In recent years, a weak yield of crops like wheat, soybeans and corn snarled the global supply, leaving the food system vulnerable last February when Russia invaded Ukraine, the world’s fifth-largest exporter of wheat, Blohm said.

“We have not had an abundant crop here in the U.S. and around the world,” Blohm said. “Then the Ukraine-Russia war just ignited the wheat price.”

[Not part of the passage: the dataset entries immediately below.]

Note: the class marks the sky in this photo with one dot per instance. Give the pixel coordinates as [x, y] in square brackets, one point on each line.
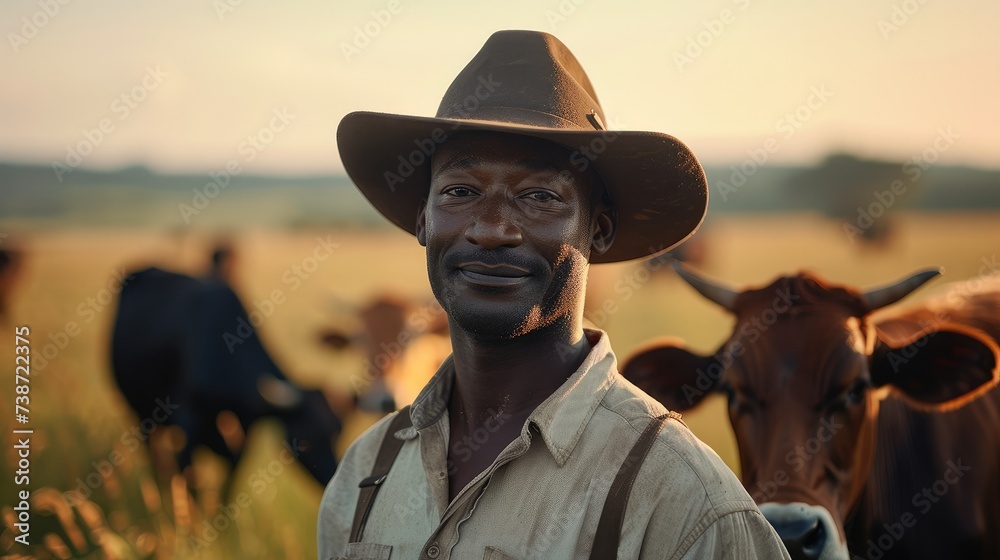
[187, 85]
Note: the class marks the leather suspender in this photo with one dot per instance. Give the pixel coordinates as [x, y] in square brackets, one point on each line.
[383, 462]
[609, 528]
[612, 517]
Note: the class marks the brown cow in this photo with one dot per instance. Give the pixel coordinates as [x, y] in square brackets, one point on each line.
[814, 383]
[403, 344]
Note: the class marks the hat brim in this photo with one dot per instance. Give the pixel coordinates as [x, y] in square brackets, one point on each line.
[657, 185]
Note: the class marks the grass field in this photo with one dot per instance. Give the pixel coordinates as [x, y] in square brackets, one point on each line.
[79, 419]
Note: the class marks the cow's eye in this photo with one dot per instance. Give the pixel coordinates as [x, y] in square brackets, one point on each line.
[856, 394]
[730, 393]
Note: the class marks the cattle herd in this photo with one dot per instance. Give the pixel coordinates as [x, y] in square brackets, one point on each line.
[863, 432]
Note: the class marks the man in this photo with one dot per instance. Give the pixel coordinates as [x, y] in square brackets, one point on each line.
[527, 443]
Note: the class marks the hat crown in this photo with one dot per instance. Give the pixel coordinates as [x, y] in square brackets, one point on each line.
[528, 78]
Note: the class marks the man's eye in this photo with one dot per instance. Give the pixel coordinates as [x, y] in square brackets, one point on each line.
[459, 191]
[541, 196]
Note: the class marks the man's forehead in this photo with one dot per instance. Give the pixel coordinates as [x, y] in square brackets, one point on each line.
[467, 162]
[469, 150]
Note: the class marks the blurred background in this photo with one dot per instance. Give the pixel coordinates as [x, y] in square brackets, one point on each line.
[855, 139]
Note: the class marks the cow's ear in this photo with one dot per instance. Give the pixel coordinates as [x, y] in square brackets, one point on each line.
[939, 368]
[335, 339]
[672, 375]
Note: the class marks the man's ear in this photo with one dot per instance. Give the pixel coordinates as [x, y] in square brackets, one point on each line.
[605, 227]
[421, 229]
[938, 369]
[672, 375]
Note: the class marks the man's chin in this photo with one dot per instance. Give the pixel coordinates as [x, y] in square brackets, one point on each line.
[490, 321]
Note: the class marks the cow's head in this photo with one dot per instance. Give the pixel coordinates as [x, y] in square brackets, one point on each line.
[804, 371]
[395, 336]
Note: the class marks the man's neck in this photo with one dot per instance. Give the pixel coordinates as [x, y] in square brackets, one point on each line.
[511, 378]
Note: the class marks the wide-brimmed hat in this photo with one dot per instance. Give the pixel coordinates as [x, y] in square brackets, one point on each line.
[529, 83]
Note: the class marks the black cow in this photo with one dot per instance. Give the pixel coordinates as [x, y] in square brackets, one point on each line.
[176, 362]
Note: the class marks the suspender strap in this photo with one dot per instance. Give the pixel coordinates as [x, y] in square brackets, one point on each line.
[383, 462]
[609, 528]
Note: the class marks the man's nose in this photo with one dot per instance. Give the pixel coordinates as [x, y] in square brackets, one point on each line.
[493, 228]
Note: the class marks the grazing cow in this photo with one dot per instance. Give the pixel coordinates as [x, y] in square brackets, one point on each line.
[185, 353]
[876, 437]
[404, 345]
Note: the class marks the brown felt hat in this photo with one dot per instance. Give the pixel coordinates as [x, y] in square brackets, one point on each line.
[529, 83]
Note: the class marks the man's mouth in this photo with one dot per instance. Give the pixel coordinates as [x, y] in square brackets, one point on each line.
[493, 275]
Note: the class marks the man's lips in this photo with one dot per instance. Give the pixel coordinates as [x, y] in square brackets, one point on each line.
[493, 274]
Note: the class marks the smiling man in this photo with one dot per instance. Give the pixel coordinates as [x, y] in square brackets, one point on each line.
[527, 443]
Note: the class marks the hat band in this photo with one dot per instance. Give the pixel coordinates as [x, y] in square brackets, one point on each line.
[518, 116]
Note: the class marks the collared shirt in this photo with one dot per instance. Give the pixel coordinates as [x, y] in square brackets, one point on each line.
[543, 495]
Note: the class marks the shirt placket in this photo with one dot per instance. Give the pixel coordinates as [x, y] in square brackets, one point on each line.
[446, 536]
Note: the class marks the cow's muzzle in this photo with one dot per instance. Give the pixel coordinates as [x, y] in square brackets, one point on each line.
[808, 532]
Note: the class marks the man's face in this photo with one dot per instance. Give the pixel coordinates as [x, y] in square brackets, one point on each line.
[509, 227]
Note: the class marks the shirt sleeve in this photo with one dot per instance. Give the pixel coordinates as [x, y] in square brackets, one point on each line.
[336, 509]
[743, 535]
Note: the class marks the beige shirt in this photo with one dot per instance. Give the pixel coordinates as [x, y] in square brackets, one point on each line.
[543, 496]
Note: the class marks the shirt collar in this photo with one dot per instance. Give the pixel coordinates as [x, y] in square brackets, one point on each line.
[561, 418]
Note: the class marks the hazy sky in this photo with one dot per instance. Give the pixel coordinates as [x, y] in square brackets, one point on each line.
[878, 78]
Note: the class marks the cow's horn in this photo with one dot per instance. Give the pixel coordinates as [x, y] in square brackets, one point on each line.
[726, 297]
[887, 295]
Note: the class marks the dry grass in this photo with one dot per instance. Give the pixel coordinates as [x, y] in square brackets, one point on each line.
[79, 417]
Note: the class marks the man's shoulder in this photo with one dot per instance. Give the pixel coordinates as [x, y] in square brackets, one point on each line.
[677, 458]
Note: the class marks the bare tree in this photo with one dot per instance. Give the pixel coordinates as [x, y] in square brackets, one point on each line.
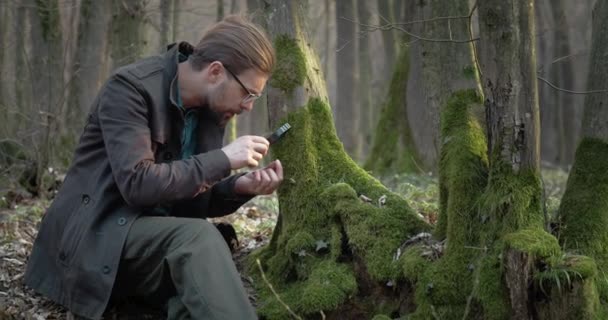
[582, 213]
[126, 35]
[347, 110]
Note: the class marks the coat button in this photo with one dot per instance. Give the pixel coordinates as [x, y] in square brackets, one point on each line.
[106, 269]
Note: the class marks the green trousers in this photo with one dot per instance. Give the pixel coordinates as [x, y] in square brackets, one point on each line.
[186, 263]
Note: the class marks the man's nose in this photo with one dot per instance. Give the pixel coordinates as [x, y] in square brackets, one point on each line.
[247, 106]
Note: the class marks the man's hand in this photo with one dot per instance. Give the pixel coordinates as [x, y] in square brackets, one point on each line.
[262, 181]
[246, 151]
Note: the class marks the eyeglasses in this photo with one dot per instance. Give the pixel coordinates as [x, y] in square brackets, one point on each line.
[250, 96]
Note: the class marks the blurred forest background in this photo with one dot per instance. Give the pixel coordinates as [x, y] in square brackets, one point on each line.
[56, 54]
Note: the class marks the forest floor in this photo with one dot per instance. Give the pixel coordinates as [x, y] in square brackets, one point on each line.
[20, 215]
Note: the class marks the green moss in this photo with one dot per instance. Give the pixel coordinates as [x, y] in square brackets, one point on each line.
[290, 68]
[463, 167]
[535, 242]
[319, 201]
[329, 285]
[413, 263]
[491, 292]
[563, 270]
[510, 202]
[301, 241]
[575, 300]
[393, 148]
[583, 213]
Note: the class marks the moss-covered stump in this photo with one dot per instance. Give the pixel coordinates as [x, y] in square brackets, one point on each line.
[339, 228]
[444, 289]
[583, 212]
[566, 289]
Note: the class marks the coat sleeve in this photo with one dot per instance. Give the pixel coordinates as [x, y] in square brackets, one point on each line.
[218, 201]
[123, 117]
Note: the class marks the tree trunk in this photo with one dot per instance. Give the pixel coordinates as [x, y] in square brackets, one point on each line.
[393, 150]
[176, 19]
[22, 104]
[127, 36]
[365, 78]
[562, 73]
[324, 247]
[47, 61]
[220, 10]
[443, 75]
[550, 130]
[89, 61]
[389, 38]
[166, 25]
[583, 211]
[347, 111]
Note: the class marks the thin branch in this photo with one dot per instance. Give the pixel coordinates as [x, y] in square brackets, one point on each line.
[393, 26]
[475, 58]
[274, 292]
[569, 56]
[569, 91]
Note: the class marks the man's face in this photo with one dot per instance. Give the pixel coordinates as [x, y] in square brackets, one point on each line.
[232, 98]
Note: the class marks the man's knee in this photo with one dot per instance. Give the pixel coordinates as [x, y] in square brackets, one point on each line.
[198, 232]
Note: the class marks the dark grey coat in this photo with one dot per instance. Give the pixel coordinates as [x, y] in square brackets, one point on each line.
[125, 164]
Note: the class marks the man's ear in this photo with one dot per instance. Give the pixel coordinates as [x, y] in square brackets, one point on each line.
[215, 71]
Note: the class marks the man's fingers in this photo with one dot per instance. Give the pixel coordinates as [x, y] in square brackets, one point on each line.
[252, 163]
[260, 147]
[278, 168]
[259, 139]
[265, 178]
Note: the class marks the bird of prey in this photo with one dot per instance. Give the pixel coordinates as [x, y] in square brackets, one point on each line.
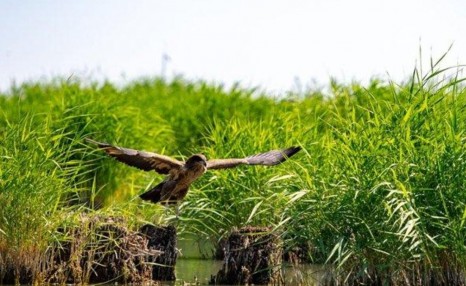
[181, 174]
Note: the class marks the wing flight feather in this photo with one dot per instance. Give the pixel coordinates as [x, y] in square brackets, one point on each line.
[143, 160]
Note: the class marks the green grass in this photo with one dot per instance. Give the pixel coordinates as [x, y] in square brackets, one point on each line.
[378, 190]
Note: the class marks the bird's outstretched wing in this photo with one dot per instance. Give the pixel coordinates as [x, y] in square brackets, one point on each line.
[270, 158]
[146, 161]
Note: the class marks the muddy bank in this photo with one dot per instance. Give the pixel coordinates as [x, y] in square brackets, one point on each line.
[102, 249]
[253, 255]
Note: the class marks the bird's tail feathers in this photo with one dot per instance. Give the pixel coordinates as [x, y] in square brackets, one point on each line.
[154, 194]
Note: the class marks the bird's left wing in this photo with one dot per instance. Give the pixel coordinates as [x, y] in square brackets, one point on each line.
[270, 158]
[146, 161]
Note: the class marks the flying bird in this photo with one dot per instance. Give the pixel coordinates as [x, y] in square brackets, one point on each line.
[181, 174]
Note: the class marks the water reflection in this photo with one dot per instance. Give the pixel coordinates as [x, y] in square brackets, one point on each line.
[199, 271]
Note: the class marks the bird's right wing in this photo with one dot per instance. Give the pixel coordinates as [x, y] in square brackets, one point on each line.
[146, 161]
[269, 158]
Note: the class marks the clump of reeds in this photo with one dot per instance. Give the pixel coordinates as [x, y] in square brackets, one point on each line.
[377, 190]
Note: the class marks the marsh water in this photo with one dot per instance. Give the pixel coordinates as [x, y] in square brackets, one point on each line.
[191, 268]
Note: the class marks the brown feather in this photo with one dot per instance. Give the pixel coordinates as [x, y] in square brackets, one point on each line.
[146, 161]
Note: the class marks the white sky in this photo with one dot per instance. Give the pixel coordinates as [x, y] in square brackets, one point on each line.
[257, 43]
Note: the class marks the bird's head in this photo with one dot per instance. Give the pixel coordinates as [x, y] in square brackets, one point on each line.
[197, 159]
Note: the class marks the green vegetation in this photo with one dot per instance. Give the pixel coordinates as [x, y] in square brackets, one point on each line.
[378, 191]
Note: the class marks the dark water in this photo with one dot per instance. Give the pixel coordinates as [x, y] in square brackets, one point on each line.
[196, 270]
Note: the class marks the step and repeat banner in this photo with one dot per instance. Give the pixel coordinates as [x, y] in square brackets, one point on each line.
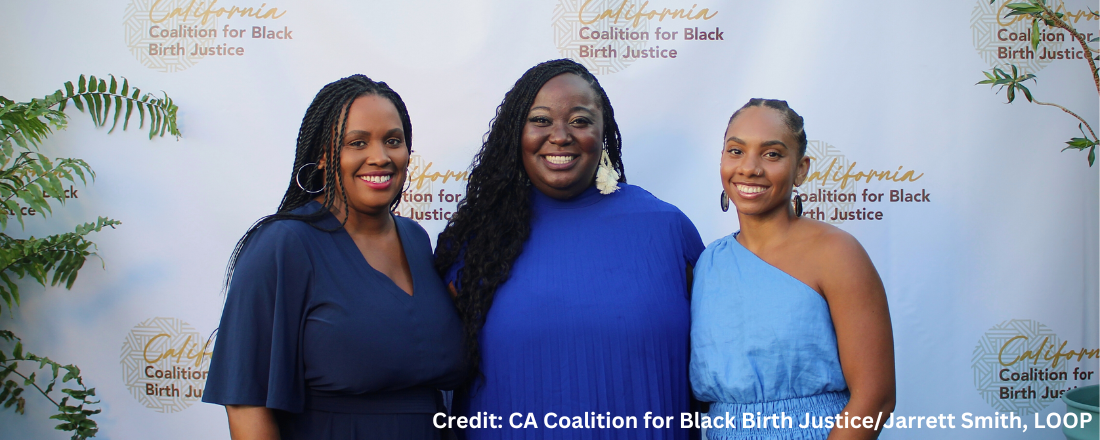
[986, 235]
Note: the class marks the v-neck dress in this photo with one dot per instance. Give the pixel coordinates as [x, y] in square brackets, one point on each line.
[761, 341]
[337, 349]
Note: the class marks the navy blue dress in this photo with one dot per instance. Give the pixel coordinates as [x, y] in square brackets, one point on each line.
[334, 347]
[592, 322]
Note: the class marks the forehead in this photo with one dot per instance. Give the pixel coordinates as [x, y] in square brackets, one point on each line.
[760, 124]
[372, 109]
[565, 90]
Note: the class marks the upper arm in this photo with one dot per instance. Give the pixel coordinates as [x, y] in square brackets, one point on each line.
[251, 422]
[256, 360]
[860, 316]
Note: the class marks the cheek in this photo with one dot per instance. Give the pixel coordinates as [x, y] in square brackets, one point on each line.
[727, 167]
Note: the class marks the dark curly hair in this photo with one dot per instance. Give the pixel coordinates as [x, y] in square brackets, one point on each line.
[319, 139]
[494, 220]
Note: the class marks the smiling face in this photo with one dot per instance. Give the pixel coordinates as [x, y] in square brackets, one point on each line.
[760, 163]
[373, 154]
[562, 139]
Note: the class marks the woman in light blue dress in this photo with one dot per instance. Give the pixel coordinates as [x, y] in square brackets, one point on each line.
[791, 334]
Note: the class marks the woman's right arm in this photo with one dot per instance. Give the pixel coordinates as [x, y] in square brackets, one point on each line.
[251, 422]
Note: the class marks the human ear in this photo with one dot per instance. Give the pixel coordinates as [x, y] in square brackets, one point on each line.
[800, 175]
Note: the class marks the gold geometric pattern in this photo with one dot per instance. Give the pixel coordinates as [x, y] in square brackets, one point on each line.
[823, 155]
[417, 165]
[986, 24]
[987, 365]
[567, 34]
[166, 53]
[164, 364]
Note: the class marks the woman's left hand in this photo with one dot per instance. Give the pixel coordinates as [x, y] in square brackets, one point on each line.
[865, 339]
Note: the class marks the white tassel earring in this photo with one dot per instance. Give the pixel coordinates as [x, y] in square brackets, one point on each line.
[606, 177]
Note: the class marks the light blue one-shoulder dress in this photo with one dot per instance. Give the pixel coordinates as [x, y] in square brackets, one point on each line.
[761, 341]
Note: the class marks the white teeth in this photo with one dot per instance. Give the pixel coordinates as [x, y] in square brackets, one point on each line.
[559, 160]
[750, 189]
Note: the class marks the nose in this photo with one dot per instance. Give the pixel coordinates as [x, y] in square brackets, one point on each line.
[377, 154]
[559, 134]
[749, 166]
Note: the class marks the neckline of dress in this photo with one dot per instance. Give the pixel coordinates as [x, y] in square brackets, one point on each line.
[349, 244]
[589, 197]
[761, 261]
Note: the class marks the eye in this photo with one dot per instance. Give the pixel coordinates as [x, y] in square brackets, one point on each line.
[581, 121]
[541, 121]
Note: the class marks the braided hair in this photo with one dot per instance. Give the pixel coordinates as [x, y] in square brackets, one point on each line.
[319, 139]
[793, 120]
[494, 220]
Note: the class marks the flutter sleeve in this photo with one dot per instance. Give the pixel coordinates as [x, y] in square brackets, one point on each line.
[691, 243]
[257, 355]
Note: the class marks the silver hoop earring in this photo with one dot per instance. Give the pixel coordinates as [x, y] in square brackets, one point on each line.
[297, 178]
[408, 182]
[796, 202]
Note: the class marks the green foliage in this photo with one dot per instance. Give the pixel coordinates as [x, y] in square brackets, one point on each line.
[62, 254]
[33, 180]
[1040, 12]
[1082, 143]
[1013, 83]
[28, 123]
[75, 400]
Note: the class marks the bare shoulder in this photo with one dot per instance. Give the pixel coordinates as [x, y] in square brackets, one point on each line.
[836, 255]
[826, 241]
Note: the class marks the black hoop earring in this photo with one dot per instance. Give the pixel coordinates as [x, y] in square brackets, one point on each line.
[297, 178]
[796, 201]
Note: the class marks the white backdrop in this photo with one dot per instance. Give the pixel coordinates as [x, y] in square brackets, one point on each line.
[1005, 245]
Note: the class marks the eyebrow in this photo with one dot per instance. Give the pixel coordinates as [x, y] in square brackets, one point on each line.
[573, 109]
[363, 132]
[766, 143]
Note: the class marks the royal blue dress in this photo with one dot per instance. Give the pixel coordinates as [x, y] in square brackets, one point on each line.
[592, 321]
[337, 349]
[762, 341]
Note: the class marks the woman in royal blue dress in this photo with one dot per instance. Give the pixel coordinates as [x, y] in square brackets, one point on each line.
[790, 322]
[572, 285]
[336, 323]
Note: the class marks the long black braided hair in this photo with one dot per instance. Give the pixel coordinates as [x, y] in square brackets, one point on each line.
[494, 219]
[319, 139]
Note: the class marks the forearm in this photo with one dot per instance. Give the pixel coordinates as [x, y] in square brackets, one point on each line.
[878, 406]
[251, 422]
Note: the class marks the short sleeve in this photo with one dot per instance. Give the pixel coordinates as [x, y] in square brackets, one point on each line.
[257, 355]
[691, 242]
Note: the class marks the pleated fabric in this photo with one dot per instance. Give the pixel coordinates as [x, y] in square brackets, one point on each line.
[762, 341]
[592, 325]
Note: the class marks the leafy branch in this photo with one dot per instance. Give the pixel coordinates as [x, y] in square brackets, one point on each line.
[53, 260]
[32, 180]
[28, 123]
[1038, 11]
[75, 417]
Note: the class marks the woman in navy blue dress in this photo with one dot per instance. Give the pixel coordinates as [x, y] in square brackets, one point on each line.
[572, 285]
[336, 323]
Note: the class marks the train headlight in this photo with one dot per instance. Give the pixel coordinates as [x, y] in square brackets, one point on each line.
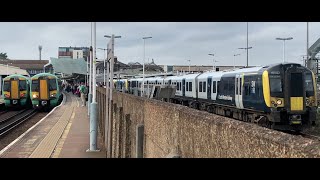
[279, 102]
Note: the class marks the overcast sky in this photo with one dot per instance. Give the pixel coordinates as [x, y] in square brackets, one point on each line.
[172, 43]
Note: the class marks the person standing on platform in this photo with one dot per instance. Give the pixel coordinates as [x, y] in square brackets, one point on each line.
[83, 93]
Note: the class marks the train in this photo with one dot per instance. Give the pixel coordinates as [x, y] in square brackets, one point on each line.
[278, 96]
[16, 91]
[45, 91]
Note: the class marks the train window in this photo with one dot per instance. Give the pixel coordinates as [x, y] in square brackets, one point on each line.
[22, 85]
[231, 87]
[275, 85]
[35, 85]
[6, 86]
[52, 84]
[309, 85]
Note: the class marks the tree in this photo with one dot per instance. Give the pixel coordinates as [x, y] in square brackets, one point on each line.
[3, 56]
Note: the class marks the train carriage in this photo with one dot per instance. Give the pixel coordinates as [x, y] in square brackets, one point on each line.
[278, 96]
[16, 91]
[45, 91]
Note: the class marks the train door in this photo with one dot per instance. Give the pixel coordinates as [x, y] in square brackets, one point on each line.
[238, 91]
[209, 87]
[44, 89]
[183, 87]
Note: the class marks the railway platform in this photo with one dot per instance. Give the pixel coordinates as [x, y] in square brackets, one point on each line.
[63, 133]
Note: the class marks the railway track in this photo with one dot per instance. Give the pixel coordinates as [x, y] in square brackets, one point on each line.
[310, 136]
[9, 120]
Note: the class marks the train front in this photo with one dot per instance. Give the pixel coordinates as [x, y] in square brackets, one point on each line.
[44, 93]
[15, 91]
[292, 100]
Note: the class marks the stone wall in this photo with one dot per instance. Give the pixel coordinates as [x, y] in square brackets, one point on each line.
[189, 133]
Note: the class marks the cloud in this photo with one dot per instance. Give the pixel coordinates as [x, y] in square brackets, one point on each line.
[171, 43]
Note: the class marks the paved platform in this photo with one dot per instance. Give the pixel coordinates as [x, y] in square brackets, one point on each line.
[63, 133]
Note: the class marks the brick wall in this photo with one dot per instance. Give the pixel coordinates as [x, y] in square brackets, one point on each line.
[171, 128]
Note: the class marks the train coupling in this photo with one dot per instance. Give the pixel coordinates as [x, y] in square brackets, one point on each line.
[295, 119]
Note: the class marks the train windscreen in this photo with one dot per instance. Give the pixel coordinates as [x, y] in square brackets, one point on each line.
[6, 86]
[296, 85]
[35, 85]
[309, 85]
[22, 85]
[52, 85]
[275, 85]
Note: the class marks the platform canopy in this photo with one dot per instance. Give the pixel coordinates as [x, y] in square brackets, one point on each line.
[9, 70]
[69, 65]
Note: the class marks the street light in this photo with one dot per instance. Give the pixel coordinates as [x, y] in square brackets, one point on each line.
[189, 65]
[234, 60]
[144, 53]
[247, 54]
[104, 65]
[109, 103]
[214, 62]
[284, 46]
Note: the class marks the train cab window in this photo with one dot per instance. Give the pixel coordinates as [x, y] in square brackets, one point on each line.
[22, 85]
[52, 84]
[309, 85]
[214, 86]
[275, 85]
[35, 85]
[6, 86]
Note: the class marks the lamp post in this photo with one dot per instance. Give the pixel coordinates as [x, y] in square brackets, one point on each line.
[234, 60]
[307, 44]
[93, 106]
[284, 46]
[144, 54]
[104, 65]
[247, 48]
[109, 103]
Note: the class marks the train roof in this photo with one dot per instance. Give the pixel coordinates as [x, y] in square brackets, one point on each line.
[16, 75]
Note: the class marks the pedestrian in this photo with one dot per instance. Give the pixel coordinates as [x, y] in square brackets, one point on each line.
[83, 93]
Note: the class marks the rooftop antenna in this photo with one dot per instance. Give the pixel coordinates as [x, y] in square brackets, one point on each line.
[40, 48]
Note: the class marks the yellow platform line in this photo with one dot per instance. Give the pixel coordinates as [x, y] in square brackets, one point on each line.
[48, 144]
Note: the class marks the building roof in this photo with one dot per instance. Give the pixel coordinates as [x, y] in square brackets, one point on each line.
[25, 64]
[9, 70]
[69, 65]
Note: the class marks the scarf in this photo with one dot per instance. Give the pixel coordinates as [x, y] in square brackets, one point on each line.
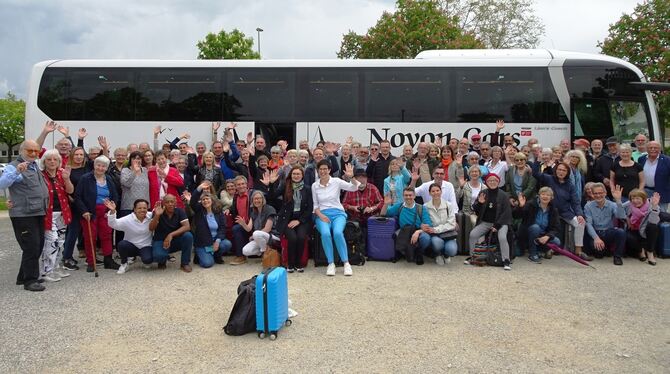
[62, 199]
[637, 215]
[297, 196]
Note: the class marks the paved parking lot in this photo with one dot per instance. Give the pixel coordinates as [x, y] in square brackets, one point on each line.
[557, 317]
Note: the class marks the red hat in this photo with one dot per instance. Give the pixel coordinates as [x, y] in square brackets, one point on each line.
[582, 142]
[491, 175]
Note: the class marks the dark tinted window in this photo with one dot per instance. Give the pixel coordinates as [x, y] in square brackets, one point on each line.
[101, 95]
[405, 95]
[179, 95]
[261, 94]
[513, 94]
[52, 95]
[600, 81]
[330, 95]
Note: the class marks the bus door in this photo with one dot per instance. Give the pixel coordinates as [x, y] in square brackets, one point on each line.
[274, 132]
[602, 118]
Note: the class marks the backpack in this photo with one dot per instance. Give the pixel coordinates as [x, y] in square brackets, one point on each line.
[355, 243]
[242, 318]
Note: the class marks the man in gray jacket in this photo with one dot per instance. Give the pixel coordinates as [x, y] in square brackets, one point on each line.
[30, 197]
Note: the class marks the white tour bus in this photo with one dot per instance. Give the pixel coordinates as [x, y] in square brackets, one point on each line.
[545, 94]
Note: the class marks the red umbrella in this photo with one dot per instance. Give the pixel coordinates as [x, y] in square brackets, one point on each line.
[567, 253]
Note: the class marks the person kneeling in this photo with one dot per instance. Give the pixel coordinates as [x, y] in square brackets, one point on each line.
[540, 222]
[210, 227]
[494, 214]
[260, 224]
[171, 233]
[137, 236]
[411, 217]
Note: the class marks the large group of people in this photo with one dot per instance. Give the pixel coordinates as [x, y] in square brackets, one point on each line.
[242, 196]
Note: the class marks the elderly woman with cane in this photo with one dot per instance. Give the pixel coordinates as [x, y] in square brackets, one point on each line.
[92, 191]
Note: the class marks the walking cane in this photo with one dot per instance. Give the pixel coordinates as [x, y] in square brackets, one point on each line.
[90, 236]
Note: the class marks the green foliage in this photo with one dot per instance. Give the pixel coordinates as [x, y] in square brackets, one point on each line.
[498, 23]
[230, 46]
[643, 39]
[415, 26]
[12, 119]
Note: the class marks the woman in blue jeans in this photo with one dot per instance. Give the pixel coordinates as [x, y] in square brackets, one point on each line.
[540, 223]
[330, 217]
[443, 232]
[210, 241]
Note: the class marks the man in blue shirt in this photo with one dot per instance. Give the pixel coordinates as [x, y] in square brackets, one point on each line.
[409, 213]
[600, 214]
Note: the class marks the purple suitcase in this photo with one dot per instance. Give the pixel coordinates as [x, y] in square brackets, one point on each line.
[380, 242]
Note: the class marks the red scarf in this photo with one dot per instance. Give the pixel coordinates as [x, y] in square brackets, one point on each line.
[62, 199]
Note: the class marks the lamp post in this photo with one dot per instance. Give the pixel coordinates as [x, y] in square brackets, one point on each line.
[259, 31]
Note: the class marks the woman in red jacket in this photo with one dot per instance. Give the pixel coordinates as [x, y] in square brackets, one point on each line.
[164, 179]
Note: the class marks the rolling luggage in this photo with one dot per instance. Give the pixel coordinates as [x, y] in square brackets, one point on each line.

The price of wheat rose to as much as $11 per bushel last June, far higher than the typical cost of between $5 and $6 per bushel, elevating prices throughout the baked goods supply chain, Blohm added.

“When you’re feeding a dairy cow high-priced grain, milk prices go higher and butter prices go higher,” Blohm said.

Rather than scoff at high prices for baked goods and ingredients, U.S. consumers have borne them, drawing on savings accumulated during the pandemic when hundreds of millions received stimulus checks but were stuck at home with little to buy, David Ortega, a food economist at Michigan State University, told ABC News.

The resilient consumer demand, as well as uncertainty about the duration of the Russia-Ukraine war and the avian flu outbreak, have left food price hikes “very sticky,” Ortega told ABC News.

“Food prices tend to rise up very quickly but take much longer to come down,” he said.

Price increases for baked goods and ingredients will likely remain high this year, since the time it takes for production and distribution means that consumers are currently encountering the results of previous disruption, Blohm said.

However, the prices could cool at the outset of next year if Ukraine and Russia agree to allow grain from the region to reach the global market, she said, emphasizing the added importance of strong global crop yields this summer.

“We need cooperation from Mother Nature,” Blohm said.

The easing of costs would be welcome news for Lupo, of Nothing Bundt Cake, who said she wants to pass along the potential savings to customers.

“I would love to be able to roll back prices,” she said. “That would certainly be my hope.”